A Man Looks Back – Filmfare reviewDec 26
How much the man yearned for far away things ? Second in his “Door…” triology ( first one reviewed by Filmfare here ), Kishore Kumar is a triumphant “soul” ! He has channelized his emptiness in life, into a social message, something that came from within. His son, Amit Kumar says “this film depicts the real Kishore Kumar”. How closer can we get to the Real Kishore Kumar ? The film was launched on 1st Jan 1966, just after completion of his comedy film production “Hum Do Daaku” ( though planned/conceptualized in 1965 ). It took quite a while making this film and the songs. Some of songs were re-recorded and some were cut from the film !
Ok, let us come back to the review of this film , appearing in Filmfare ( Dec 17 1971 ). This time the reviewer’s name was printed : S J Banaji. Not sure what values Mr Banaji expects from life, or his general views on entertainment in films, or where his mind seemed away while writing this review, or why did he not understand that this was a never-ending journey and had not stuffs of happy-endings …….but again an important piece of document, for it gave general impression of the film ( a fair rating for this “Door…” too ) , to the media-deprived public of those times :
Door Ka Rahi
A Man Looks Back
The camera stares at the empty expanse of snow, then a man enters the foreground. A series of quick shots of his panting face and tired manner then, as he falls into the snow, the scene shifts to the past. The rest of the way, “Door Ka Rahi” is a series of interludes, uneven, often crude, almost totally lacking in a feel for rhythm yet effectively linked by that lone figure in the snow whose story it is.
He hears a voice call his name, looks up and sees a friend from the past. The scene shifts again – the man is still there calling him, but the background has changed.
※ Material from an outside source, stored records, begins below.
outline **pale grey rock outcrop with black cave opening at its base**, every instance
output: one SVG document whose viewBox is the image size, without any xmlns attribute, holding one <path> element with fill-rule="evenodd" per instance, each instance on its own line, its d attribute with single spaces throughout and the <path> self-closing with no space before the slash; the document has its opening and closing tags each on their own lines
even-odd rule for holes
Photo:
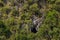
<svg viewBox="0 0 60 40">
<path fill-rule="evenodd" d="M 42 15 L 42 17 L 38 18 L 38 19 L 35 17 L 33 20 L 34 26 L 33 26 L 33 28 L 31 28 L 31 31 L 36 33 L 38 31 L 38 28 L 41 26 L 43 20 L 44 20 L 44 15 Z"/>
</svg>

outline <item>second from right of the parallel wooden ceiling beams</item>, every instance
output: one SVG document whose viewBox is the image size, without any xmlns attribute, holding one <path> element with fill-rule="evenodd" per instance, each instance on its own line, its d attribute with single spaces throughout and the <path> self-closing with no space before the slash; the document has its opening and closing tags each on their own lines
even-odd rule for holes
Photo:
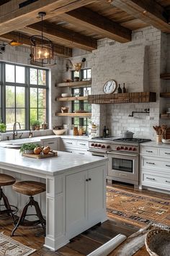
<svg viewBox="0 0 170 256">
<path fill-rule="evenodd" d="M 102 35 L 104 38 L 110 38 L 120 43 L 127 43 L 131 40 L 131 30 L 84 7 L 66 12 L 61 17 L 62 20 L 85 27 L 87 30 L 97 33 L 97 35 Z"/>
</svg>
He is back with his memories.
He goes to stay with the friend ( Abhi ), gets to know the boy staying with the family, sharing the youngster’s enthusiasm for his new plant, his surroundings and his life. After the boy dies, the man stares at the plant – the buds have opened at last. The camera cuts to the man in the snow – gently he caresses those little plants that peep out of the ice.
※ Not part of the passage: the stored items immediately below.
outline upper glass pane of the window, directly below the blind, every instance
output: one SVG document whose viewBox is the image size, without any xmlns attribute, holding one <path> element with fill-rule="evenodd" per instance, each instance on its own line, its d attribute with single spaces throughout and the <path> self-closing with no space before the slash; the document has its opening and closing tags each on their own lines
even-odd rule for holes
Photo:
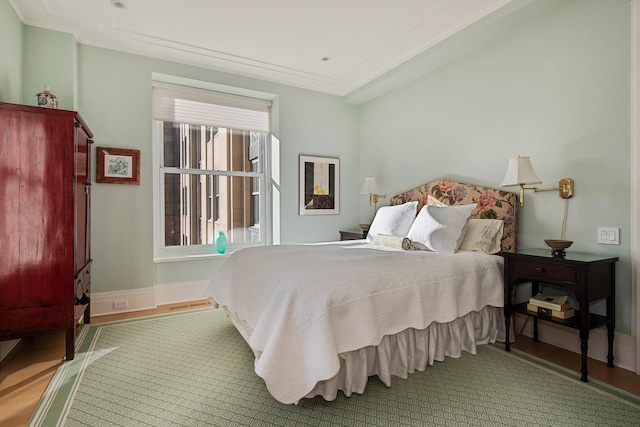
<svg viewBox="0 0 640 427">
<path fill-rule="evenodd" d="M 165 167 L 261 172 L 259 147 L 266 133 L 163 123 Z"/>
</svg>

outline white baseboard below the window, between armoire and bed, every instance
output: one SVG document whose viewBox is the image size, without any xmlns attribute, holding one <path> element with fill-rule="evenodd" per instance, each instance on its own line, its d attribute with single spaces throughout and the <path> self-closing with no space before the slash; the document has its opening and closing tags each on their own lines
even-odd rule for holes
<svg viewBox="0 0 640 427">
<path fill-rule="evenodd" d="M 202 299 L 207 280 L 168 283 L 91 295 L 91 317 L 154 309 L 159 305 Z"/>
</svg>

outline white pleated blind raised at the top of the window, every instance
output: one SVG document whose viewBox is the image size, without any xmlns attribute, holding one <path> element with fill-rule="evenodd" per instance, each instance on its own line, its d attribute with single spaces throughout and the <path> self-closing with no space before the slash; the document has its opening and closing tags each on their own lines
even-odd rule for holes
<svg viewBox="0 0 640 427">
<path fill-rule="evenodd" d="M 153 119 L 269 132 L 271 102 L 153 82 Z"/>
</svg>

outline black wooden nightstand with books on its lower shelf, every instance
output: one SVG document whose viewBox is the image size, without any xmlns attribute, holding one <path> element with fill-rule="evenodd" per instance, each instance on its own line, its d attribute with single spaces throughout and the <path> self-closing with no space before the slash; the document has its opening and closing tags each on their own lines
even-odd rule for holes
<svg viewBox="0 0 640 427">
<path fill-rule="evenodd" d="M 582 381 L 587 381 L 587 350 L 589 331 L 606 325 L 608 338 L 607 366 L 613 367 L 613 335 L 615 327 L 615 263 L 617 257 L 568 252 L 564 258 L 553 257 L 550 249 L 527 249 L 516 253 L 504 252 L 504 320 L 505 350 L 510 351 L 509 330 L 511 313 L 533 317 L 533 340 L 538 341 L 538 319 L 568 326 L 580 331 Z M 527 303 L 512 304 L 513 289 L 531 282 L 531 295 L 536 295 L 540 283 L 561 289 L 576 297 L 575 316 L 557 319 L 527 310 Z M 589 313 L 589 304 L 606 300 L 606 315 Z"/>
</svg>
Side by side with these touches, there’s a deal of naivete in the interludes : The crude villain playing Zamindar, his brother leering in alternate scenes in one of those rape-every-heroine-around-for-miles roles, the familiar fight scenes. And then despite those cut backs to the dying man, the interludes never dovetail to suggest that flow, that sense of continuity that characterises life.
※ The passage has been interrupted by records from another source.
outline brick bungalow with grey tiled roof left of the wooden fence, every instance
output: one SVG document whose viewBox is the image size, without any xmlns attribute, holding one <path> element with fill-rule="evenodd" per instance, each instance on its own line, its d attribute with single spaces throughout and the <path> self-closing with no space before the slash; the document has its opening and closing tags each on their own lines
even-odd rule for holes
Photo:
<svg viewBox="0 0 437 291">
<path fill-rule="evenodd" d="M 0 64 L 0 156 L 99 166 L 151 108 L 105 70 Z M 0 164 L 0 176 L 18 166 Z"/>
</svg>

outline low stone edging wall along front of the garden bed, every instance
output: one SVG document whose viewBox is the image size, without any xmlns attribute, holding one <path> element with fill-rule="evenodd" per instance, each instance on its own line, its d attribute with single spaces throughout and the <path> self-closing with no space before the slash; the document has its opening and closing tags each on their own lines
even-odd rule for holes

Kishore Kumar could have made his script far more interesting by fragmenting his interludes and shifting back and forth between them. It might have been tough on the audience, even tougher on the film maker, but it would have made for a more interesting story. He could, for instance, have let the girl’s ( Tanuja ) image recur from time to time before the film gets round to her story. He could have let the dying man’s memories stray from the dead youngster to the other children he had known, to the little girl (Deepa) he meets after her papa’s death, effortlessly simple in her reaction where the average child star would have bawled for minutes.
The first girl ( Bambi ) is so curiously dismissed you wonder why they dragged her in at all if the man was totally uninterested in little things like love. You wonder if they made the second girl a Christian just so they could have that familiar sentimental scene from Hollywood where she visits her fiance’s grave. And then there’s Kishore walking away from her because of a promise given to a dying ‘rishi’ who seemed off his mind anyway. One film where a happy ending would have looked more natural.
It’s far too gloomy, there are too many death scenes, Kishore round whom the story’s built, doesn’t have nearly enough to sustain the role, his clothes have a habit of veering to mod belts in between playing the ‘rishi’ and too too do-gooder. Yet, there’s an over-all sincerity, too. Kishore’s scenes with Tanuja have that quality of communicating by a word or a quiet look that characterised his earlier film, ‘Door Gagan Ki Chhaon Mein”, and the background score is surprisingly good.
“Door Ka Rahi.” Written, produced and directed by Kishore Kumar. Dialogue : Irshad. Lyrics : Shailendra, Irshad. Music : Kishore Kumar. Photography : Alok Das Gupta. Sound : B. N. Sharma, Edulji, Suresh Kathuria. Editing : R. Tipnis. Cast : Kishore Kumar, Tanuja, Ashok Kumar, Amit Kumar, Ganga, Abhi Bhattacharya, Bambi, Iftekhar, Hiralal, Ashit Sen, Yograj, Keshto Mukherji, Padma Khanna.
Note : The film finally got to see the light of the day this year, when Shraddha Video released it on DVD !! Thus two of the greatest creations of Kishoreda ( other being Door Gagan Ki Chhaon Mein ) are now available for general public’s home viewing !!